Decryption result:If you search the Hazel knowledge base, you will see there have been intermittent queries as to how best to encrypt the emails that Hazel uses to send credit card numbers. The consensus has been that the risk of sending the emails is very low, provided the email messages are stored on the same server where Hazel resides prior to being sent. The further consensus is that implementing an encryption program such as PGPSendmail or GnuPG is a hassle, there are limits to how a commercial operation can support PGP (though I take it GnuPG is a different story) and it's just not worth the trouble. There's also the issue of having to send half the email messages (the store invoices) encrypted while sending the other half (the messages to the customers) in clear.
For all of that, there is something unsettling about email messages with unprotected credit card numbers flitting hither and yon -- and maybe accumulating on the receiving computer.

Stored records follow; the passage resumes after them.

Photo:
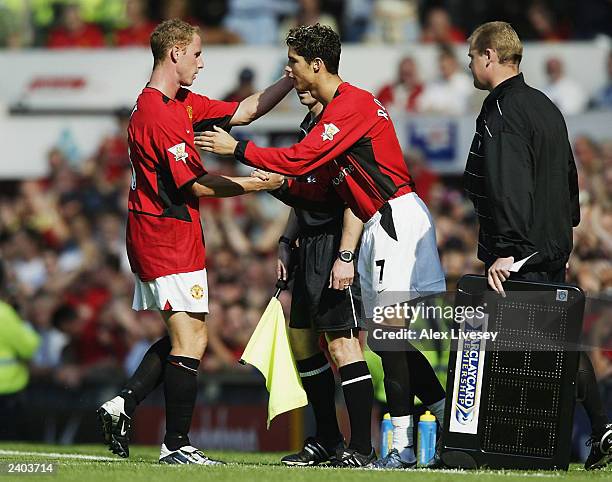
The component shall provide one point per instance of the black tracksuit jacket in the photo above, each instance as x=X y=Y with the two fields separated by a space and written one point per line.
x=521 y=176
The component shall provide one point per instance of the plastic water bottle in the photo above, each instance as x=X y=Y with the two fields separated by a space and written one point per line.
x=427 y=438
x=386 y=435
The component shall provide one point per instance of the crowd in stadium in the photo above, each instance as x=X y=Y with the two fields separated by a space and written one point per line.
x=125 y=23
x=62 y=238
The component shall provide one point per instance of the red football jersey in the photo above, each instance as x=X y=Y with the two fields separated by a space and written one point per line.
x=353 y=148
x=164 y=233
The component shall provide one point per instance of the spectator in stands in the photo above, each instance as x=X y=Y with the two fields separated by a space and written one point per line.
x=451 y=92
x=404 y=93
x=567 y=94
x=543 y=22
x=394 y=22
x=603 y=97
x=255 y=21
x=73 y=31
x=212 y=13
x=178 y=9
x=356 y=19
x=244 y=88
x=439 y=29
x=139 y=27
x=18 y=344
x=309 y=13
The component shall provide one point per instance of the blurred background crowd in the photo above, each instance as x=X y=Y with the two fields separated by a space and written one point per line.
x=62 y=238
x=124 y=23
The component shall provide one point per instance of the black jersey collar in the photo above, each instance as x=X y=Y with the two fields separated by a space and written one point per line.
x=505 y=85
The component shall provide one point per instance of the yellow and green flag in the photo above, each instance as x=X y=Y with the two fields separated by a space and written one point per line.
x=268 y=350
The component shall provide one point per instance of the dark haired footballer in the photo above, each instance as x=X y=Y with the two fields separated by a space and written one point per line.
x=354 y=153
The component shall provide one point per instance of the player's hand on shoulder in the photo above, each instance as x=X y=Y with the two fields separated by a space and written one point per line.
x=258 y=173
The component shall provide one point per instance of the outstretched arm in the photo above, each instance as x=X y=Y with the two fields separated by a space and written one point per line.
x=260 y=103
x=339 y=129
x=213 y=185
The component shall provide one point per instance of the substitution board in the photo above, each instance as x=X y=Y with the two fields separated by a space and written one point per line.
x=511 y=396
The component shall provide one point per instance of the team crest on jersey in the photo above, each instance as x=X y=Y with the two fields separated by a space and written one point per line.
x=197 y=292
x=330 y=130
x=179 y=152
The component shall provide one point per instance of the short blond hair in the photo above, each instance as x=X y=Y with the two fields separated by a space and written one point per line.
x=501 y=37
x=170 y=33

Just today, it struck me that the only thing that needs encryption is the credit card number itself. Furthermore, having that number off by a mere one digit ought to be enough to render it useless. If the card number were scrambled just a trifle, and still looked like a legit number, and it were done in such a way that the original number would be easy to recover, that would be encryption enough.
I got the idea of using the credit card number itself, and/or other numbers sent in the store invoice, as a source of very basic encryption keys. The example below take the first two digits of the credit card number and the last two digits of the client number and multiples them together. It then adds that result to the last six digits of the credit card number, and then prepends the first part of the credit card number to the addition result. It is in four sections, to accommodate card numbers of 13, 14, 15 or 16 digits.

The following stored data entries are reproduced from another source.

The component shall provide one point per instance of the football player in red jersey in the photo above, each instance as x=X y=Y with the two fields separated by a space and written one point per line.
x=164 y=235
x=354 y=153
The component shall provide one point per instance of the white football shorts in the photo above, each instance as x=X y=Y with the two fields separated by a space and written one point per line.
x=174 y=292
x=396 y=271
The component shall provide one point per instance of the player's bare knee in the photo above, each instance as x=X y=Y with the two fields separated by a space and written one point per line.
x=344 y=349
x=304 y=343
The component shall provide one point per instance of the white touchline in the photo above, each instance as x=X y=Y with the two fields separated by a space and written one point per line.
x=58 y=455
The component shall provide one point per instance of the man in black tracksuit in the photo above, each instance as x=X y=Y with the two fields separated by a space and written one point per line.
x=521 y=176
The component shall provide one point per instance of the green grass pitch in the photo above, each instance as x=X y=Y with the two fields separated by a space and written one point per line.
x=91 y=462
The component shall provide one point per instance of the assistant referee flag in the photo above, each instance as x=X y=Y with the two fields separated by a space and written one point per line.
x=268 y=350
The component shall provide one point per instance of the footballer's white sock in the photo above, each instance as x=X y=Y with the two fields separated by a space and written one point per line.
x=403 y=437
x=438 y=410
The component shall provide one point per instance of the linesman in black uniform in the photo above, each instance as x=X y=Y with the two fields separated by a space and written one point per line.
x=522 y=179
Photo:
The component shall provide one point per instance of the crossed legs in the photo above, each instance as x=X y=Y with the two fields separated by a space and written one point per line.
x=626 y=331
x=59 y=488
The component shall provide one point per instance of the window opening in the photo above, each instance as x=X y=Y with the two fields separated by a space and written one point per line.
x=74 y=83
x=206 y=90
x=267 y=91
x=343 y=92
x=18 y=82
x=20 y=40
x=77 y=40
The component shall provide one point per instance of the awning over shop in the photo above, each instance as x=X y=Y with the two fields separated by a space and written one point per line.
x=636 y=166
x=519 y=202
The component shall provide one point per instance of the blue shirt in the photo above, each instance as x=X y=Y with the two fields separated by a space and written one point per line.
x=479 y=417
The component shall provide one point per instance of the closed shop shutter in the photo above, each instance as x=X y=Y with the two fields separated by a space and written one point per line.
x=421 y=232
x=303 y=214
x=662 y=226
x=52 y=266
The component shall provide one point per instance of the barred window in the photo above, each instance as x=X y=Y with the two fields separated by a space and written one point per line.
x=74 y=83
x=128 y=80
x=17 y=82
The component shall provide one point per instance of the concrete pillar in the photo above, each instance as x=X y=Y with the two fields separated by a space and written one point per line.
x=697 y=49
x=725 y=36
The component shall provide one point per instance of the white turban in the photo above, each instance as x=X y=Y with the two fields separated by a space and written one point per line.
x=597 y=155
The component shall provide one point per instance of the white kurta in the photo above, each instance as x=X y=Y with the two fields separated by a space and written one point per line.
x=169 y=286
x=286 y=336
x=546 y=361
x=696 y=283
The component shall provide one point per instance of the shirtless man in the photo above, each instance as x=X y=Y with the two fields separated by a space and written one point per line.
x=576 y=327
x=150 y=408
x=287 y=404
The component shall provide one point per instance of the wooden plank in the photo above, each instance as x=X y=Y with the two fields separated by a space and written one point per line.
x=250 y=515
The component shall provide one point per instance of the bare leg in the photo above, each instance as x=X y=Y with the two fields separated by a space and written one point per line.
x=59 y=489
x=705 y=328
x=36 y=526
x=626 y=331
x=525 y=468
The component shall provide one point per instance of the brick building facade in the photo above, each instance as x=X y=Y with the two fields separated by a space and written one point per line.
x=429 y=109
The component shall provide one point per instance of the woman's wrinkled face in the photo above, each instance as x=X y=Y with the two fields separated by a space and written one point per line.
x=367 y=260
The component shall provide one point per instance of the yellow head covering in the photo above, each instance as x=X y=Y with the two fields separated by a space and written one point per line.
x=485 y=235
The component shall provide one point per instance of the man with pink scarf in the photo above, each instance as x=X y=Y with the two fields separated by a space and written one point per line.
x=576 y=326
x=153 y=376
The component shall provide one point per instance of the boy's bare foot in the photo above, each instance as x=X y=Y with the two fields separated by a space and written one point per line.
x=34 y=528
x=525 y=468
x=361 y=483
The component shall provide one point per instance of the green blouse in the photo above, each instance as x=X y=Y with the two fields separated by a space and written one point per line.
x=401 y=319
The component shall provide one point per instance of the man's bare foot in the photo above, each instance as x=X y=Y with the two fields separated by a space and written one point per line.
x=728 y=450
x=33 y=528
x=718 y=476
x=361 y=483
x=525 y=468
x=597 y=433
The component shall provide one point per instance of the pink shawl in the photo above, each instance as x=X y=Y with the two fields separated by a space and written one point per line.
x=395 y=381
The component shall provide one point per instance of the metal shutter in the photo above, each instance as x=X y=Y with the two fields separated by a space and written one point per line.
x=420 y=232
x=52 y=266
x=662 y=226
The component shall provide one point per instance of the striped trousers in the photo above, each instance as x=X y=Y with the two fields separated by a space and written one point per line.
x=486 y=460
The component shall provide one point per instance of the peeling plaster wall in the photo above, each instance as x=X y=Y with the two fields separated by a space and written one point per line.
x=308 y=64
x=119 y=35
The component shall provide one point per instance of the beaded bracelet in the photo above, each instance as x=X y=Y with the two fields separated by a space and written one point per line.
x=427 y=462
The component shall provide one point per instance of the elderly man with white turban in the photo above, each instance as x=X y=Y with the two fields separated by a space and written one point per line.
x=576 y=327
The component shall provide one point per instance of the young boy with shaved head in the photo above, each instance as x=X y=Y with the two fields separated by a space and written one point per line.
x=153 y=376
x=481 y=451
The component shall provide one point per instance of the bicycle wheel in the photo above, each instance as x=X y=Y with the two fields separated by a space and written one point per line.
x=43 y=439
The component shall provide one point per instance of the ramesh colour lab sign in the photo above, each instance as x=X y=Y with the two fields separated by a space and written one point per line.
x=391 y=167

The idea is to do these calculations on the store invoice after Hazel has done her initial checks on the credit card number and established that it is potentially valid. Since error-checking has already been done, it doesn't have to be done here. We can't get to this point in the process unless we have a properly formed card number.

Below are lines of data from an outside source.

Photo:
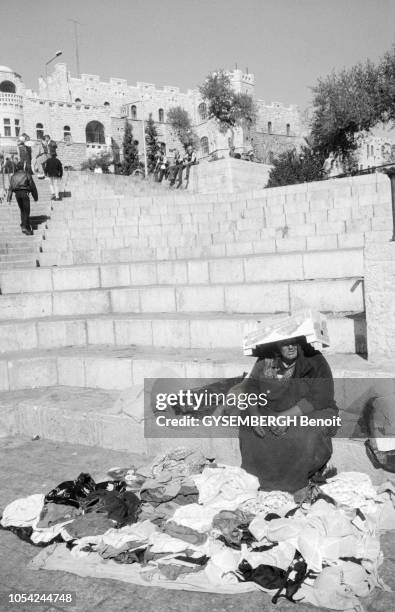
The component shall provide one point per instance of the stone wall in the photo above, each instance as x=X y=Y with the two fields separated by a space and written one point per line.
x=380 y=300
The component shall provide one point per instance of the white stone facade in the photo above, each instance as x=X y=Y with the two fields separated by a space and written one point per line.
x=65 y=105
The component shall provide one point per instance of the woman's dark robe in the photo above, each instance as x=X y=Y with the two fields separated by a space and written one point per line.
x=286 y=462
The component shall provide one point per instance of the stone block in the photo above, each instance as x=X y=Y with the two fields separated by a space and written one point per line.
x=328 y=296
x=333 y=264
x=335 y=227
x=21 y=336
x=143 y=274
x=216 y=333
x=52 y=334
x=32 y=373
x=200 y=299
x=100 y=331
x=157 y=299
x=171 y=333
x=106 y=373
x=81 y=277
x=125 y=300
x=273 y=267
x=267 y=298
x=133 y=332
x=81 y=302
x=71 y=371
x=198 y=272
x=4 y=384
x=23 y=281
x=226 y=271
x=291 y=244
x=26 y=306
x=117 y=275
x=317 y=243
x=171 y=272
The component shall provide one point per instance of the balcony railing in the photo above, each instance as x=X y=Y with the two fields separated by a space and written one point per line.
x=10 y=99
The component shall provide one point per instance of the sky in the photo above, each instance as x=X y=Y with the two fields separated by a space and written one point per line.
x=287 y=44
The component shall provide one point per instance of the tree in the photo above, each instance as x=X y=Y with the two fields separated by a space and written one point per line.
x=224 y=104
x=130 y=150
x=351 y=102
x=181 y=124
x=152 y=143
x=292 y=167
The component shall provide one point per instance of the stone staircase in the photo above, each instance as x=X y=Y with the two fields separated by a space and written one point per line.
x=135 y=286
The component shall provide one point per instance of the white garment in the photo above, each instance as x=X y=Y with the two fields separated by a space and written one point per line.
x=195 y=516
x=23 y=512
x=137 y=532
x=280 y=556
x=225 y=488
x=222 y=566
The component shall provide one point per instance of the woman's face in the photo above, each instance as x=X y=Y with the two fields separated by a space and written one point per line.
x=288 y=350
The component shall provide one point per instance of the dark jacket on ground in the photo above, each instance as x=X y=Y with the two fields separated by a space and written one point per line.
x=22 y=182
x=54 y=168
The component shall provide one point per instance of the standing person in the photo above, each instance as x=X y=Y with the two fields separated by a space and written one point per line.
x=189 y=160
x=41 y=157
x=54 y=171
x=22 y=184
x=28 y=145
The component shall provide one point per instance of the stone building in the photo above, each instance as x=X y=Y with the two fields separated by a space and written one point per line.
x=87 y=116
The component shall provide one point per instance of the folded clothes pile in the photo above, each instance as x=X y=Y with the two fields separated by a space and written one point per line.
x=201 y=526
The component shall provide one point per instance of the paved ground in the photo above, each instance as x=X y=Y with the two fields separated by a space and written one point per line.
x=35 y=466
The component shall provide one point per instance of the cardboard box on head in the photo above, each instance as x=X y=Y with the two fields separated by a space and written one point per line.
x=304 y=323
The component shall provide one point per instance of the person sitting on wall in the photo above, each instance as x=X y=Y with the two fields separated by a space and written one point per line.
x=54 y=171
x=297 y=381
x=22 y=184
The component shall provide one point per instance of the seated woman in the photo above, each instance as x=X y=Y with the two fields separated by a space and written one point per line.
x=298 y=381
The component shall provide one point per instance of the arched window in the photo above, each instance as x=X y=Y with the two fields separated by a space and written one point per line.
x=202 y=110
x=204 y=145
x=94 y=132
x=39 y=131
x=7 y=87
x=67 y=133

Once this very light encryption has been done, all that has to be done at the receiving end is to multiply the two values by each other and then subtract them from the reported card number to get the original card number. It would be duck soup to set up a little program, or a spreadsheet worksheet, into which the scrambled card number and the encryption keys could be cut-and-pasted, and which then would recover the original card number.
I am deliberately leaving one flaw in place here to make a point about selecting your keys carefully. By using the last two digits of the client number, I am leaving myself open to the one-in-a-hundred chance that the last digits will be 00, which, when multiplied by something else, will give the result of zero. When added to the credit card number, you'd get the number in clear. (Enter a bogus card number that starts with two zeros (impossible in real life) and you'll see the card number comes through unscrambled.) For this reason, it is probably wiser to use the leading rather than trailing digits of a number (because the first two digits won't be zero) and/or to add a fixed value to the final scrambler number before adding it to the card number. If you added three to whatever else the calculation came up with, you'd still have knocked the card number off by something, even if your previous additions and multiplications came up zero.
A few other notes on the process:
What is shown here is a demo. In real life, you'd replace HZV_CREDTEST with HZE_CREDIT_CODE, and insert the calculation loops into your store_invoice.txt template. Obviously, you would not display any of the interim values, but would merely show the results, formatted to make the card number look real. You'd remove the HZM_PAYMENT_INFO tag, which shows credit card info in this manner: "XXXXXXXXXXXXXXXX (type, expires XX/XXXX) issued to'cardholder name'" and instead provide the information in the fields HZV_SCRAMBLED_CRED, HZE_CREDIT_MONTH, HZE_CREDIT_YEAR, HZE_CREDIT_TYPE, and HZE_CREDIT_NAME. (Note: I have deliberately omitted the leading % (percent sign) from the Hazel Tags in this paragraph so Hazel wouldn't actually try and present the values instead of the tag names.)